So I built OmniGlass.
The UX is simple: You draw a box on your screen, local OCR extracts the text, and an LLM classifies what you're looking at. But instead of generating a chat response, it gives you an action menu.
The core difference from Claude Desktop isn't the AI—it’s what happens after the AI thinks. Claude reads your screen and writes you a paragraph. OmniGlass reads your screen and runs the command.
What it does today:
Snip a traceback → Generates the fix command, you confirm, it runs.
Snip a data table → Opens a native save dialog and spits out a clean CSV.
Snip a Slack bug report → Drafts a GitHub issue with all the context filled in.
Menu bar input → Type plain English, and it triggers the appropriate command.
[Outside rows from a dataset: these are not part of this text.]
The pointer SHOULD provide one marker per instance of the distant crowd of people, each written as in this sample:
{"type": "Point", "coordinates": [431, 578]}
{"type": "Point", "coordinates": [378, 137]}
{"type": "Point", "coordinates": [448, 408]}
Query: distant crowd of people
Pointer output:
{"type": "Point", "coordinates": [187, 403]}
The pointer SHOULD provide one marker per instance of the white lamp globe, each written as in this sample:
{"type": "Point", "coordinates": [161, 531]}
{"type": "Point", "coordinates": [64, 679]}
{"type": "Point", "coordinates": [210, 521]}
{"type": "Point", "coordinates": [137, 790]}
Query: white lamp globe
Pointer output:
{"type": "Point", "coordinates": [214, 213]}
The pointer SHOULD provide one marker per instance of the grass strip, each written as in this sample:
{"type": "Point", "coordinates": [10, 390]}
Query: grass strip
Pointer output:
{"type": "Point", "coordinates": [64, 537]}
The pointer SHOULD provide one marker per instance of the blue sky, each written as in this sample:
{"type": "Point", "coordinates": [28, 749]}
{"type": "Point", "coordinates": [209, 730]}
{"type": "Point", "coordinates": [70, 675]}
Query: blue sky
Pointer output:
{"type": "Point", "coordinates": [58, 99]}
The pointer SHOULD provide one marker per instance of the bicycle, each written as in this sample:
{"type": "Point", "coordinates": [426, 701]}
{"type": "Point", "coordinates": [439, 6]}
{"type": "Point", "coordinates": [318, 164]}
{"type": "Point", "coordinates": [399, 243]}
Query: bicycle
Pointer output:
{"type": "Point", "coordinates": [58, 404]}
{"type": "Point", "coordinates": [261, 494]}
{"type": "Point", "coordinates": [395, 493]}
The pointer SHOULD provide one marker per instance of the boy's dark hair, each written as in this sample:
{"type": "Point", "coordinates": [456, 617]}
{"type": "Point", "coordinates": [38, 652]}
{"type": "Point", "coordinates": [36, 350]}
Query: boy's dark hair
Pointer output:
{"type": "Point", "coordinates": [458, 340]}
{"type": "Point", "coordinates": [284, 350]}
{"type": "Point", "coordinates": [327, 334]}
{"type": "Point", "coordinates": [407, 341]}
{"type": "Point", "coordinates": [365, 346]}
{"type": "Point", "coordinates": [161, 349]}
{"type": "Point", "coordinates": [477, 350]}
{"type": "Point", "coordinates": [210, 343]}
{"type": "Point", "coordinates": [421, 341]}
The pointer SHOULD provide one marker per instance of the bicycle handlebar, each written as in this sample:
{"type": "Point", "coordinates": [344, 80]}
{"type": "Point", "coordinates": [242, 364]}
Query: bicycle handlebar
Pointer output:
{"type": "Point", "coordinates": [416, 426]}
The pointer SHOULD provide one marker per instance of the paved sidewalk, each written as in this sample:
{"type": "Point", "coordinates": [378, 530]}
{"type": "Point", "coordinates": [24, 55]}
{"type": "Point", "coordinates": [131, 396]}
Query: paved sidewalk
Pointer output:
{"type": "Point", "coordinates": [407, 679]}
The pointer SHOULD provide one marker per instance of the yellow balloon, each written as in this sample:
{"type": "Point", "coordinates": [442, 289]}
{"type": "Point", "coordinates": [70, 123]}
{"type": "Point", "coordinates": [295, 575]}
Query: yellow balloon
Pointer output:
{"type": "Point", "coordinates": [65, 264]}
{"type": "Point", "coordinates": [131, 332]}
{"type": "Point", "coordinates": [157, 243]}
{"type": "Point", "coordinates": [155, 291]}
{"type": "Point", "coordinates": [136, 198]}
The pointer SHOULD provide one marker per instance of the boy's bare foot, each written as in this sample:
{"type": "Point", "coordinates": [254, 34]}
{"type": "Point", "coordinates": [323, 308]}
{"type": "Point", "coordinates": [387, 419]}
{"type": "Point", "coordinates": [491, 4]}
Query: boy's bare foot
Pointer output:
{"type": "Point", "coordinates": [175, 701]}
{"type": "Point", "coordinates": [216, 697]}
The security elephant in the room (Why I built this): Nobody is really talking about the security risks of MCP plugins yet. Claude Desktop runs them with your full user permissions. A rogue plugin—or a clever prompt injection—can just read your SSH keys, scrape your .env files, and ship them off.
To fix this, OmniGlass sandboxes every plugin at the macOS kernel level using sandbox-exec. Your /Users/ directory is completely walled off. Environment variables are aggressively filtered. Shell commands strictly require your manual confirmation before executing. I wanted to be able to run community plugins without sweating about what they can access.
The Stack:
Frontend/Backend: Tauri (Rust + TypeScript)
Vision: Apple Vision OCR (local)
Plugin System: MCP over stdio
Models: Works with Claude Haiku, Gemini Flash, or fully local via llama.cpp using Qwen-2.5 (takes ~6s end-to-end, nothing leaves your machine).
Current Status: I just shipped our second working plugin (a Slack Webhook) to run alongside the GitHub Issues plugin. It's two real-world plugins proving the architecture actually works, not just a boilerplate template and a promise. Both are under 250 lines of code.
Where I'd love your help:
Break the sandbox. Seriously. If you can figure out a way to read ~/.ssh/id_rsa from a plugin, that is a critical bug and I want to know about it.
Build a plugin. There are 8 open issues in the repo right now with full MCP schemas, manifests, and implementation hints. Most take less than 100 lines.
Port to Windows/Linux. The Windows build compiles in CI but hasn't been tested on real metal. Linux needs Tesseract + Bubblewrap to replace the Apple OCR and sandbox.
Requires macOS 12+ right now. Fully open source (MIT).
Would love to hear your thoughts or answer any questions about the sandboxing setup!